Carol Platt Liebau

Thursday, December 16, 2004

Read Hugh Hewitt's Weekly Standard piece here. It centers around the Newsweek cover story by Jon Meacham on the birth of Jesus.

Although Meacham has always seemed to be a straight shooter when I've seen him on political talk shows, his Newsweek piece is an ill-begotten one. Over at Hugh Hewitt's site, you will find much excellent commentary on the topic (sickness and a variety of pressing commitments prevented me from participating).

In the end, perhaps what I find most offensive about the MSM's approach to covering religion is its "exploratory," almost anthropological tone -- there would be less condescension were cannibalism in some remote corner of the world being discussed. Despite his protestation to the contrary, it's clear that Jon Meacham does not believe that orthodox faith and reason can be reconciled -- at least not in any significant way. This piece represents an effort to forge some sort of compromise, so that people who have little in the way of orthodox faith and background can still "deal" with the Nativity. As Hugh points out, the piece is being dissected by experts, bloggers, and expert bloggers. It's about time the MSM's approach to religion was discredited, as it surely deserves to be, both in terms of tone and substance.

2 Comments:

Blogger Patrick O'Hannigan said...

I think you're right. The mainstream media views religion through a National Geographic lens, in part because (like science fiction writer Arthur C. Clarke) journalists wonder why we haven't "outgrown" religious faith.

11:42 AM  
Blogger David said...

Thx for pointing out the Newsweek article. (I don't normally read fiction magazines, but I made an exception based on your reference. :-)
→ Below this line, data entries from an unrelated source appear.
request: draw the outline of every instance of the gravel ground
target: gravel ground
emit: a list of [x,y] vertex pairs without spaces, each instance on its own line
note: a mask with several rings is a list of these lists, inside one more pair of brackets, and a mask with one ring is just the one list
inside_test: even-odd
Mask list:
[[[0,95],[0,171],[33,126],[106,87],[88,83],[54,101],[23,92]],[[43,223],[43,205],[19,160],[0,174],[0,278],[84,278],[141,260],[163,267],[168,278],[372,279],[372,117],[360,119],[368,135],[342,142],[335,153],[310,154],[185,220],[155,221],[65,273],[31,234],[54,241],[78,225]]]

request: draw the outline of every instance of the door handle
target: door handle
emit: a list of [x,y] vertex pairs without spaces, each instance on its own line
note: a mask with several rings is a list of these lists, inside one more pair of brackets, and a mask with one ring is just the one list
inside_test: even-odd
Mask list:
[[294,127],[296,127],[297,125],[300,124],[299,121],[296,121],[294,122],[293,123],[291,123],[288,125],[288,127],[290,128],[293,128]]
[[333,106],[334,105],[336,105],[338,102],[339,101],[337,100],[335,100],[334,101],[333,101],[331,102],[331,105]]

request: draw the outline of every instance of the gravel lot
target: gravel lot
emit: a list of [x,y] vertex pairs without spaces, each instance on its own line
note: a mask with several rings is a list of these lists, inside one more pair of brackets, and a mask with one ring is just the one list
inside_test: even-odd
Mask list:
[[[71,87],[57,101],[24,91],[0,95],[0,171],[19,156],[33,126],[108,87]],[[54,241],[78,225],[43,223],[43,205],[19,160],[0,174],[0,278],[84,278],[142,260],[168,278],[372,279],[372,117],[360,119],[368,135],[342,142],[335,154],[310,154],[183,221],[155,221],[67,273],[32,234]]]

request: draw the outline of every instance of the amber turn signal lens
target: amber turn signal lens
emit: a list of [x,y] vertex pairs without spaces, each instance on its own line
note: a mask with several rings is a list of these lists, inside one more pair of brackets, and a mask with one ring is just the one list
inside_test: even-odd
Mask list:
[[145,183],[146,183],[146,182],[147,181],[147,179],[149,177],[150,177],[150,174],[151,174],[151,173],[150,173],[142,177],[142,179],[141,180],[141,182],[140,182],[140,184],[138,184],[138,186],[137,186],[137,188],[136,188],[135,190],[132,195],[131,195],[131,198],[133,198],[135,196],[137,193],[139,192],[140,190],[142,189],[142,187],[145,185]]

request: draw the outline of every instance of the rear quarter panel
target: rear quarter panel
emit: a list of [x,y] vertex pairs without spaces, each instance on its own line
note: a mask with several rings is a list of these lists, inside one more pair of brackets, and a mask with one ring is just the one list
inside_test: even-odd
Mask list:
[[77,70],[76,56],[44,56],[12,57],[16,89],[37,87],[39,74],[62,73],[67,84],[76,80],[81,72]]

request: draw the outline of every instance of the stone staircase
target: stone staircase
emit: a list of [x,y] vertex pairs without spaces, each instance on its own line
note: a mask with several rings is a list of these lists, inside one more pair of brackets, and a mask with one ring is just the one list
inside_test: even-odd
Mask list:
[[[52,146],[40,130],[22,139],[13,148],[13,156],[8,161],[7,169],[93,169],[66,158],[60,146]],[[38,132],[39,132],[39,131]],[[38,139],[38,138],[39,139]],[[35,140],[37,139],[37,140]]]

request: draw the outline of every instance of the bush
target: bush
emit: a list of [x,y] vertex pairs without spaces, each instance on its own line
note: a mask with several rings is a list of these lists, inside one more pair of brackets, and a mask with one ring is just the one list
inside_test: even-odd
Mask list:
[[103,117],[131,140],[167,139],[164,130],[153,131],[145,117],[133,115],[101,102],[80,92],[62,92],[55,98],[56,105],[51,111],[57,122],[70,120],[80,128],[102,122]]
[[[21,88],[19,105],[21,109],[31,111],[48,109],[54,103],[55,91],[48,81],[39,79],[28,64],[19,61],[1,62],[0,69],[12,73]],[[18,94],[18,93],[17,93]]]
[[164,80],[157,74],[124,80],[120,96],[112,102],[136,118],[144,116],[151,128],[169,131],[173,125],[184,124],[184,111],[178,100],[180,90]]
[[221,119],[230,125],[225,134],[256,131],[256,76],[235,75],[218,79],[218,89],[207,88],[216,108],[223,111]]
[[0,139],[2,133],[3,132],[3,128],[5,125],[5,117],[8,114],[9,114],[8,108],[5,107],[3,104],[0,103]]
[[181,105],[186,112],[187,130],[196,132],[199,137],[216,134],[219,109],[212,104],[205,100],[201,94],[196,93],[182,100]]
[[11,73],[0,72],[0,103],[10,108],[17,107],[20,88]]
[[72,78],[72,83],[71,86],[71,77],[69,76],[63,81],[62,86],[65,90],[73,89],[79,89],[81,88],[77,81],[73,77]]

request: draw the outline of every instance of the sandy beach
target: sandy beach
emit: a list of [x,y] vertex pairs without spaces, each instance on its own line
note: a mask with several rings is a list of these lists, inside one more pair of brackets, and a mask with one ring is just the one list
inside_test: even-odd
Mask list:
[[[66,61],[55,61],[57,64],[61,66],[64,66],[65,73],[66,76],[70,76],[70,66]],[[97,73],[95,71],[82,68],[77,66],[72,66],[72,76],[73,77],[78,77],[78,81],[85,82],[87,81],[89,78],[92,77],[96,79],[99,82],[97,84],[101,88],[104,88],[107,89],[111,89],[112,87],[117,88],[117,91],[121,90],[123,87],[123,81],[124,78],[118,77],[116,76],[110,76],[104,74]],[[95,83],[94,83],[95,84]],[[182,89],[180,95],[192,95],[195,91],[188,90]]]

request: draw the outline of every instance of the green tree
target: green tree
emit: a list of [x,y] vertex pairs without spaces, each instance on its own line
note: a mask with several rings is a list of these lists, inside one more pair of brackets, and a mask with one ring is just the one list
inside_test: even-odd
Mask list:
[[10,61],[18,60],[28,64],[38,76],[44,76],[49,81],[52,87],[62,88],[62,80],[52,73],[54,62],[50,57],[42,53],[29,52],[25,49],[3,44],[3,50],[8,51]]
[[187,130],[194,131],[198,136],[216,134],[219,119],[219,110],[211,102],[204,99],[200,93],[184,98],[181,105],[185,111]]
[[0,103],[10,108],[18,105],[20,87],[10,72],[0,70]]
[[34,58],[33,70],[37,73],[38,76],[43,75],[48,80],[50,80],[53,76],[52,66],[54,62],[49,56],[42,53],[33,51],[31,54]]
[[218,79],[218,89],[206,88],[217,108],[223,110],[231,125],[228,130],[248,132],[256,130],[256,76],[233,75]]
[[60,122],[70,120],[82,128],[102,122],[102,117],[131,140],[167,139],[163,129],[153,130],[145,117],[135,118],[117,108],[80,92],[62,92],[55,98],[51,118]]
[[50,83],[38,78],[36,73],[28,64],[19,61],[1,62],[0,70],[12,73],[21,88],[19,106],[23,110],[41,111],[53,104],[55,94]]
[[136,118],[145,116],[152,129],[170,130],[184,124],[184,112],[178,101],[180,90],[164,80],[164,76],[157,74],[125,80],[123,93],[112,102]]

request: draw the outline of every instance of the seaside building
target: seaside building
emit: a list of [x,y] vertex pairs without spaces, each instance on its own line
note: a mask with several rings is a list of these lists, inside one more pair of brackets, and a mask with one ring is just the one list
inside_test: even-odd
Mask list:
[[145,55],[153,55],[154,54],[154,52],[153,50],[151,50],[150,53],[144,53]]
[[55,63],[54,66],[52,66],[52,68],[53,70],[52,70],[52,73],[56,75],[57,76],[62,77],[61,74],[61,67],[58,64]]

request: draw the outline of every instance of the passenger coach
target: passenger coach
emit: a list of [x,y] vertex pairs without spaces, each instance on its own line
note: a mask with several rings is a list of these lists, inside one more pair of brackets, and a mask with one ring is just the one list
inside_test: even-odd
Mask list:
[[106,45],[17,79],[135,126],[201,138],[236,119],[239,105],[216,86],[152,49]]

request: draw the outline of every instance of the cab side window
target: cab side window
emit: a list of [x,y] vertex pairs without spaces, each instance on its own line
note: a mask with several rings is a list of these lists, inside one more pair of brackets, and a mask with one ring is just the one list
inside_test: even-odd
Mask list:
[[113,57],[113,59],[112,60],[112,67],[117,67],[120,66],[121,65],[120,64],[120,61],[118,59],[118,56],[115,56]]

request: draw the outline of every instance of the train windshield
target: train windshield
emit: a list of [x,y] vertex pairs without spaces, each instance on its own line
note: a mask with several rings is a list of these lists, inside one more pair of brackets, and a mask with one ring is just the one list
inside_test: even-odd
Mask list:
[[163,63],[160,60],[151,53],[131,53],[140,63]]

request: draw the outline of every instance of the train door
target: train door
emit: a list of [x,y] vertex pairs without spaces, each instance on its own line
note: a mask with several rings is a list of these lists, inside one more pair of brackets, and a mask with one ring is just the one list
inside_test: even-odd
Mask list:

Sadly, the piece contained nothing new. Same tired old faux liberalism. Still, it's nice to know that there's been nothing new issue from the ossified realm of Mass Media Podpeople speech regarding Christianity. Tired cliches, an outsider's uninformed (and uninforming) view.

"... the subject of ongoing scholarly debate over their historical accuracy, their theological meaning and whether some of the central images and words of the Christian religion owe as much to the pagan culture of the Roman Empire as they do to apostolic revelation..."

Yadayadayada

:-)

In news of more importance, I hope you are feeling better. I pray for speedy recovery from any illness you have been suffering.